April 1977 - Maritime Reporter and Engineering News

Number Of Vessels Classed By ABS Increased In 1976

An increase in the number of vessels under American Bureau of Shipping (ABS) classification during 1976 was reported by Robert T. Young, ABS chairman and president, at the annual meeting of members of the international ship classification society, held at its New York City headquarters on March 15. In his annual message to the members, Mr. Young said that as of December 31, 1976, a total of 14,026 vessels of 166,254,000 deadweight tons, or 93,947,000 gross tons, were under ABS classification.

During 1976, ABS classed 1,632 new vessels totaling 14,075,000 dwt, or 7,406,000 gt, and 120 existing vessels, totaling 2,158,000 dwt, or 1,307,000 gt.

As of January 1, 2,469 vessels of 39,867,000 dwt, or 22,724,000 gt, were being built, or were under contract to be built, to ABS classification in 47 countries.

Mr. Young reported that the 12 ABS Technical Offices throughout the world, which review hull and machinery plans, received approximately 144,500 plans in 1976—making it one of the busiest years for plan review in ABS history. However, he said, "a lesser proportion" of vessels for which plans were reviewed have reached construction compared to previous years.

While fewer new oil tankers were classed by ABS in 1976 than in 1975, Mr. Young noted that more cargo vessels were classed. These included bulk carriers, general cargo ships, container carriers, vehicle carriers, and liquefied natural gas carriers.

"Our container certification program moved ahead strongly in 1976," Mr. Young said. "Twentynine thousand containers of 90 different design types were contracted to ABS certification. This is an increase of about 23 percent over 1975." As of the end of 1976, more than 189,000 c o n t a i n e rs were contracted to ABS certification.

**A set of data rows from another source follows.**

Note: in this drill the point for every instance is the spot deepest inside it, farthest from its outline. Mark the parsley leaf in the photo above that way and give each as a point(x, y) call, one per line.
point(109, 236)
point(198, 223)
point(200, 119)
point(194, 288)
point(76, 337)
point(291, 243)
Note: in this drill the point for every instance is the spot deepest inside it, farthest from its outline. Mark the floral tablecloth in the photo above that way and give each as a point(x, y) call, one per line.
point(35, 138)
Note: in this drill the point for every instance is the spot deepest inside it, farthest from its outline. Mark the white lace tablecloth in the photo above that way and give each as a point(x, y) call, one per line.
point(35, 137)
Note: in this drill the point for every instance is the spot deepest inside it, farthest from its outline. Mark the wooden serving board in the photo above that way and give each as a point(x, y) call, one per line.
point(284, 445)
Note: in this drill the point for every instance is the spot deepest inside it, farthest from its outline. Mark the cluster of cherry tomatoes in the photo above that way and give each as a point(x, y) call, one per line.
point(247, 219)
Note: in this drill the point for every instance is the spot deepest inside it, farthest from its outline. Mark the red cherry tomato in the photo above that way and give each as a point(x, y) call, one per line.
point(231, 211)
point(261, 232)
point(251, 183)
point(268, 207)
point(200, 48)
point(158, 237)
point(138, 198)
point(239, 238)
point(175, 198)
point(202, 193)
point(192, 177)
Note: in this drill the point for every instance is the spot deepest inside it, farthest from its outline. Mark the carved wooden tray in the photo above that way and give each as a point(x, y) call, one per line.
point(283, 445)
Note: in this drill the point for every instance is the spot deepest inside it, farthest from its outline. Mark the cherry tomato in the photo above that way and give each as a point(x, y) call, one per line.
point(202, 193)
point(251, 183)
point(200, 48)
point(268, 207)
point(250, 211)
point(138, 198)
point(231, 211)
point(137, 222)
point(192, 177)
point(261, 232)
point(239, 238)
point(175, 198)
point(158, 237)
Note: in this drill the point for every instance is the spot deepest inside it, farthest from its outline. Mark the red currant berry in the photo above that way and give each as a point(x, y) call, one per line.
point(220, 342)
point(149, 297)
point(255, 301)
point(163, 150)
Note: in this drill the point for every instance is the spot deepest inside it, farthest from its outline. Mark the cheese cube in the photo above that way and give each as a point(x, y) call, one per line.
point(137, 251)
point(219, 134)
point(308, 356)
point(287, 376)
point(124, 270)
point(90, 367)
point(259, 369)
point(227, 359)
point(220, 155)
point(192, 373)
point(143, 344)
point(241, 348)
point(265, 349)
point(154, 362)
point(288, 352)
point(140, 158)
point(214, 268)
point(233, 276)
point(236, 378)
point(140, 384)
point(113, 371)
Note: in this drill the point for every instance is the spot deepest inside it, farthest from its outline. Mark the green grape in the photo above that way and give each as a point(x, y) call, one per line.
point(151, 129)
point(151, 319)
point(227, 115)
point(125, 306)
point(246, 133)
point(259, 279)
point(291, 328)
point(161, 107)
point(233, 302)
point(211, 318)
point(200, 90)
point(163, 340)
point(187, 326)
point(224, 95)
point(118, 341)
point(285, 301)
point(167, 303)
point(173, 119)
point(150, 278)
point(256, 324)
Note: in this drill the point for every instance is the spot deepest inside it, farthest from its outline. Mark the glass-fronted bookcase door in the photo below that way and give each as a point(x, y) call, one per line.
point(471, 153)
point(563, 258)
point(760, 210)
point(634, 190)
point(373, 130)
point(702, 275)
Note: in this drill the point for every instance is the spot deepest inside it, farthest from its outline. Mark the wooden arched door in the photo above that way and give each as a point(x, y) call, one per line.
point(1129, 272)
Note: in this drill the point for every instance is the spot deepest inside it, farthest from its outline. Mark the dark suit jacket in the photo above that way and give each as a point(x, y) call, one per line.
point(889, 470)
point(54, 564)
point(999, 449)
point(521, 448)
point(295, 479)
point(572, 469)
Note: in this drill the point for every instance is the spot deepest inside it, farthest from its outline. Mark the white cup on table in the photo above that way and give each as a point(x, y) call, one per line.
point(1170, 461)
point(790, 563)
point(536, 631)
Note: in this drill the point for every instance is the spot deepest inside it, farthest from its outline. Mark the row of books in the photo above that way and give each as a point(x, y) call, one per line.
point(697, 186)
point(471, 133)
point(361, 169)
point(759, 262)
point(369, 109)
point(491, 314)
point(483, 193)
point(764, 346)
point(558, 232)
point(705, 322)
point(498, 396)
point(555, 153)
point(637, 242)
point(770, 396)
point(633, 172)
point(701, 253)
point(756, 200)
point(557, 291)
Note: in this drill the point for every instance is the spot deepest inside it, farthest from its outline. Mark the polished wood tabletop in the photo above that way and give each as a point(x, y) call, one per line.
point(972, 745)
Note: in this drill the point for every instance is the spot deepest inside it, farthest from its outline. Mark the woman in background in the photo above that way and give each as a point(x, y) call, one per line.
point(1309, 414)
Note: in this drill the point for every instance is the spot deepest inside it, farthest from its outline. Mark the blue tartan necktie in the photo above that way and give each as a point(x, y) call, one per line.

For the offshore drilling industry, ABS classed 36 offshore mobile drilling units last year, bringing to 196 the total of such units classed by ABS as of the start of 1977. Mr. Young noted there were 73 units on order to ABS class.

ABS activity in regard to submersible units showed "considerable growth over the past year," remarked Mr. Young. In 1976, the society classed seven manned submersibles, making a total of 37 such units in ABS classification as of December 31, 1976.

Under contract to be built to ABS class were a variety of 56 submersibles, which is twice the number on order the previous year.

Reporting on the DAISY system of computer finite element programs, which Mr. Young called "an analytical tool invaluable to our classification and research work," he said that an expanded version of the program was developed last year and made available for general use on the ABSCOMP IBM 370/158 computer.

(ABS Computers, Incorporated is a subsidiary of ABS.) The new version of DAISY enables engineers to model complex structures more accurately and effectively than previously possible.

In its efforts to make ABS classification services "as accessible as possible to the marine industry in all parts of the world," ABS opened five new exclusive offices in 1976. They are located at Tokushima, Japan; Fort Laud- erdale, Fla.; Khorramshahr, Iran; Munich, Germany, and Turku, Finland. In addition, two formerly nonexclusive offices — in Cartagena, Colombia, and Cebu, Philippines—were given exclusive status. ABS was represented in 88 countries as of January 1, 1977.

Mr. Young said that ABS Worldwide Technical Services, Inc., an ABS wholly owned subsidiary, had completed its fifth year with steadily increasing activity.

ABSTECH has participated in more than 6,000-long and short-term projects. He reported that the American Institute of Steel Construction Inc. has called on ABSTECH for quality control evaluation surveys for the certification of steel fabrication plants.

By the end of the year ABSTECH had evaluated 25 plants. "This certification program and ABSTECH's services in general," Mr.

Young said, "have been well received by the steel fabrication industry." Mr. Young reported that ABSTECH anticipates more activity in its steel fabrication plant certification work for 1977.